New cybersecurity regulations in New York could raise loss potential for insurers, even as they fuel premium growth for both the cybersecurity and directors and officers sectors, Fitch Ratings said in a new assessment.
“Considering the large number of financial institutions operating in the New York jurisdiction, these rules could set a wider template for other jurisdictions,” Fitch said. “There is also potential for other state or federal cyber regulations passed in the future to conflict with New York’s.”

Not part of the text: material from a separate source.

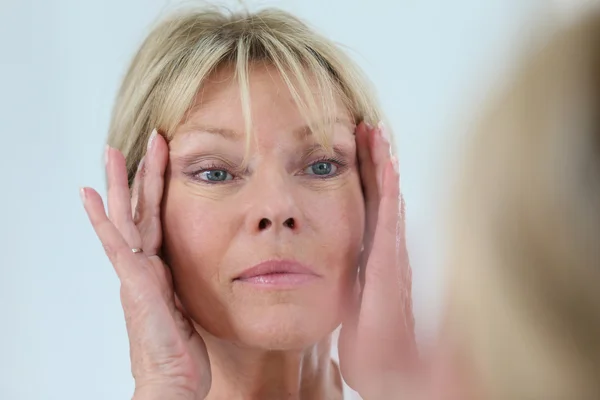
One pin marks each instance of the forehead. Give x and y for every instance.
(267, 96)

The new rules, effective March 1, will affect more than 3,000 financial institutions in a move that makes New York the first U.S. state to put cybersecurity regulations into place. Among the new requirements: affected companies must establish a formal cybersecurity program, adopt a written cybersecurity policy, encrypt data and conduct periodic tests of the system to identify potential vulnerabilities. Also, companies will have to designate a chief information security officer to oversee the policy and report to the board at least two times per year.
Fitch said that despite the regulations’ potential to broaden the market, the likelihood they will clash with other state or federal cyber regulations passed in the future is noteworthy. Also, the National Institute of Standards and Technology (a nonregulatory agency of the Department of Commerce) has several regulatory recommendations that differ from those launching from the New York Department of Financial Services, a reality that could create multiple problems, Fitch said.
“The new rules could raise compliance risks for financial institutions and, in turn, premiums and loss potential for D&O insurance underwriters,” Fitch said. “The rules require a director or senior officer to annually certify compliance with the regulations. If management and directors of financial institutions that experience future cyber incidents are subsequently found to be noncompliant with the New York regulations, then they will be more exposed to litigation that would be covered under professional liability policies.”
Regardless, Fitch sees cyber insurance as continuing a rapid growth and argues that new regulations could help reinforce this, though it adds that data for claims, remediation costs and potential insurer liability makes it harder to price cyber-related risks.
Because of this, Fitch sees “substantial growth” in stand-alone cyber coverage or a greater concentration of an insurers’ portfolio in the cyber space as credit negative.